OpenPifPaf is extendible with plugins and it has been our focus to make it particularly easy to extend it with custom datasets that are formatted in the COCO format. Please see the tutorial on custom datasets for a step-by-step walkthrough.
Download COCO data#
COCO is a great datasets containing many types of annotations, including bounding boxes, 2D poses, etc.
You can also copy this code block into a code cell in Jupyter or Google Colab with the prefix %%bash
.
mkdir data-mscoco
cd data-mscoco
wget -q -nc http://images.cocodataset.org/annotations/annotations_trainval2017.zip
wget -q -nc http://images.cocodataset.org/annotations/image_info_test2017.zip
unzip -q -n annotations_trainval2017.zip
unzip -q -n image_info_test2017.zip
mkdir images
cd images
wget -q -nc http://images.cocodataset.org/zips/val2017.zip
wget -q -nc http://images.cocodataset.org/zips/train2017.zip
wget -q -nc http://images.cocodataset.org/zips/test2017.zip
unzip -q -n val2017.zip
unzip -q -n train2017.zip
unzip -q -n test2017.zip
COCO Person Skeletons#
COCO / kinematic tree / dense:
# HIDE CODE
# first make an annotation
ann_coco = openpifpaf.Annotation.from_cif_meta(
openpifpaf.plugins.coco.CocoKp().head_metas[0])
ann_kin = openpifpaf.Annotation.from_cif_meta(
openpifpaf.plugins.coco.CocoKp(skeleton=openpifpaf.plugins.coco.constants.KINEMATIC_TREE_SKELETON).head_metas[0])

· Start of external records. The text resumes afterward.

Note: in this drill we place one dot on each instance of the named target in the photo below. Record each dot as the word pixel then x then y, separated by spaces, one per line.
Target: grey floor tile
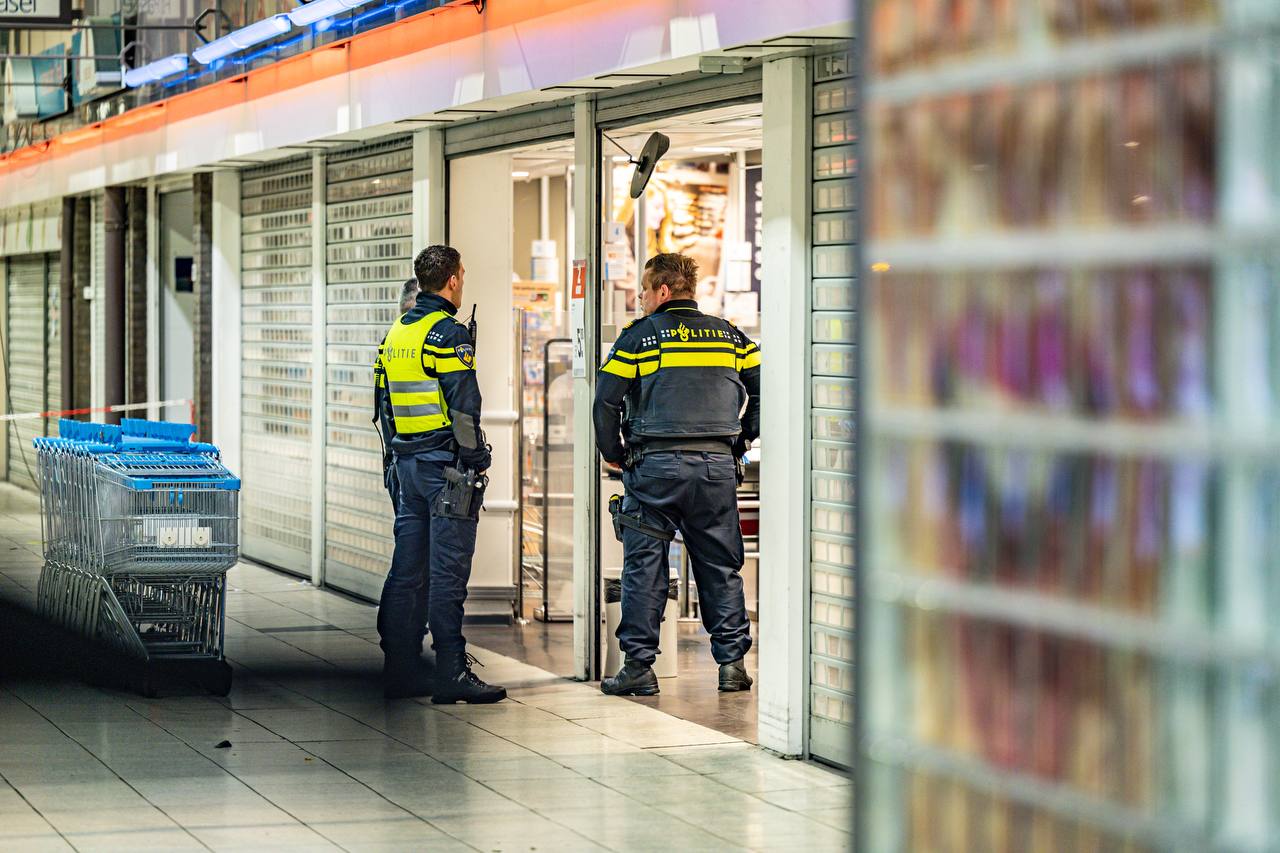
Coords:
pixel 283 836
pixel 389 835
pixel 312 724
pixel 812 798
pixel 640 828
pixel 522 831
pixel 135 839
pixel 620 763
pixel 484 769
pixel 841 819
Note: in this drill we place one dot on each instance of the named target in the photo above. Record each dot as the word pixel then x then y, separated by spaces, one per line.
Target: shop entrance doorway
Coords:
pixel 704 200
pixel 177 302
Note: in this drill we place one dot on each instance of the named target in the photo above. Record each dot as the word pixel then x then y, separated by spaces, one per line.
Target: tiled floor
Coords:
pixel 693 696
pixel 319 761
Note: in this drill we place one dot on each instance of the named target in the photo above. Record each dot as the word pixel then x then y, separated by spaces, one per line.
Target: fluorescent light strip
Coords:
pixel 243 37
pixel 319 9
pixel 156 71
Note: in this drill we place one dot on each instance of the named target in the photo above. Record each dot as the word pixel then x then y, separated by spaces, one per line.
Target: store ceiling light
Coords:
pixel 309 13
pixel 156 71
pixel 232 42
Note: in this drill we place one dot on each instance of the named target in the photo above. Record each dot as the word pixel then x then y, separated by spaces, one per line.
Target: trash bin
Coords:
pixel 667 666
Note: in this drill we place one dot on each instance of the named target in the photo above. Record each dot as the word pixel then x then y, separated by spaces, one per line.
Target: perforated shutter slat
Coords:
pixel 369 255
pixel 277 364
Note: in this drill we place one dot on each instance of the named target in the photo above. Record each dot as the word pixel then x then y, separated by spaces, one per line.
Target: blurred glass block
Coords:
pixel 835 360
pixel 833 425
pixel 832 456
pixel 832 612
pixel 833 293
pixel 835 96
pixel 831 580
pixel 840 520
pixel 833 393
pixel 835 163
pixel 835 228
pixel 837 551
pixel 835 195
pixel 832 643
pixel 833 129
pixel 833 675
pixel 835 327
pixel 831 706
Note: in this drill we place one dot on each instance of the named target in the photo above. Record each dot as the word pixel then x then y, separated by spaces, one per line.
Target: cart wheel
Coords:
pixel 146 684
pixel 216 678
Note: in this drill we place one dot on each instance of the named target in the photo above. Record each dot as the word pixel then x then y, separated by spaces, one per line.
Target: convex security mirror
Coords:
pixel 654 147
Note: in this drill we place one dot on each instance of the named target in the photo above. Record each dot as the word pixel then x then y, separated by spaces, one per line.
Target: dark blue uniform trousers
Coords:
pixel 695 493
pixel 430 566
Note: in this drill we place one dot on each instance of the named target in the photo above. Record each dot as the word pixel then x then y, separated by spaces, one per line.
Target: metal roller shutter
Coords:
pixel 97 316
pixel 369 254
pixel 832 370
pixel 53 336
pixel 679 95
pixel 275 366
pixel 540 124
pixel 24 337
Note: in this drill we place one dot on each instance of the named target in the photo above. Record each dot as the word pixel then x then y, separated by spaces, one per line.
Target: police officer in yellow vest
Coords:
pixel 426 365
pixel 677 404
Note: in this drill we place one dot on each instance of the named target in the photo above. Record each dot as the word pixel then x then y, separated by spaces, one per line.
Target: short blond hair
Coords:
pixel 677 272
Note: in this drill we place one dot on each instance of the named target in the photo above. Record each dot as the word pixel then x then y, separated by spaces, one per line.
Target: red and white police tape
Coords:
pixel 92 410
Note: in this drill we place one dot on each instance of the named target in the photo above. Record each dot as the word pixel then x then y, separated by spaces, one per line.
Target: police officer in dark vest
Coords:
pixel 677 404
pixel 426 366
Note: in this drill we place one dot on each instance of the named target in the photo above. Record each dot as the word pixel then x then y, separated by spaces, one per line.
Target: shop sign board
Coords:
pixel 577 316
pixel 35 12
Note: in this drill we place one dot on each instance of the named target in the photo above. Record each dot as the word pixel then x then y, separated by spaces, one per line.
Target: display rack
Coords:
pixel 1073 413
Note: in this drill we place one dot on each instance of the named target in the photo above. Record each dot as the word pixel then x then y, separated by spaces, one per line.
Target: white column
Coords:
pixel 225 314
pixel 429 227
pixel 586 468
pixel 481 214
pixel 152 273
pixel 319 402
pixel 784 333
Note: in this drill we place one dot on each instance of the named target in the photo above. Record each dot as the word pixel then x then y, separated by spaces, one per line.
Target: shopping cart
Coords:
pixel 140 528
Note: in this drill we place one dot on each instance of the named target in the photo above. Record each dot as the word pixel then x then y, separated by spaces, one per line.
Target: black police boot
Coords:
pixel 425 664
pixel 405 676
pixel 734 676
pixel 455 682
pixel 632 679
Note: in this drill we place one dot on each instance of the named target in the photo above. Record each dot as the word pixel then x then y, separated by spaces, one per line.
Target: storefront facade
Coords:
pixel 315 215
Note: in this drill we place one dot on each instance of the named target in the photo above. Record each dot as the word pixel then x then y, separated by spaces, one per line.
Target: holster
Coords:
pixel 462 495
pixel 624 520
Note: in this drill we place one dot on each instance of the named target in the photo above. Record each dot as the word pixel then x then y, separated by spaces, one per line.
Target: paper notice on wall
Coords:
pixel 577 318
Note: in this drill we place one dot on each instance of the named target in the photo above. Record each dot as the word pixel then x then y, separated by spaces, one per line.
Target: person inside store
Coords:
pixel 677 404
pixel 385 420
pixel 428 368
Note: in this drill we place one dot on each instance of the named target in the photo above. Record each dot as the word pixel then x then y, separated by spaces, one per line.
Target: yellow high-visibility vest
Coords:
pixel 412 377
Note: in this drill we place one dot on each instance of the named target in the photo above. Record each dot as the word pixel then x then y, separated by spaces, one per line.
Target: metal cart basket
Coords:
pixel 140 528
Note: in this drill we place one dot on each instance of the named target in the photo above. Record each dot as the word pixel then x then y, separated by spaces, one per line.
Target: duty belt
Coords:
pixel 636 452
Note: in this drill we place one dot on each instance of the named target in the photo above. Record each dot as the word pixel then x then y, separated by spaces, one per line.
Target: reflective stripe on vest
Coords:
pixel 417 404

ann_dense = openpifpaf.Annotation.from_cif_meta(
openpifpaf.plugins.coco.CocoKp(skeleton=openpifpaf.plugins.coco.constants.DENSER_COCO_PERSON_SKELETON).head_metas[0])

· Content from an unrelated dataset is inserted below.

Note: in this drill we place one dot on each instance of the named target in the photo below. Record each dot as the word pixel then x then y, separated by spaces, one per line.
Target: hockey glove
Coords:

# visualize the annotation
openpifpaf.show.KeypointPainter.show_joint_scales = True
keypoint_painter = openpifpaf.show.KeypointPainter()
with openpifpaf.show.Canvas.annotation(ann_coco, ncols=3) as (ax1, ax2, ax3):
keypoint_painter.annotation(ax1, ann_coco)
keypoint_painter.annotation(ax2, ann_kin)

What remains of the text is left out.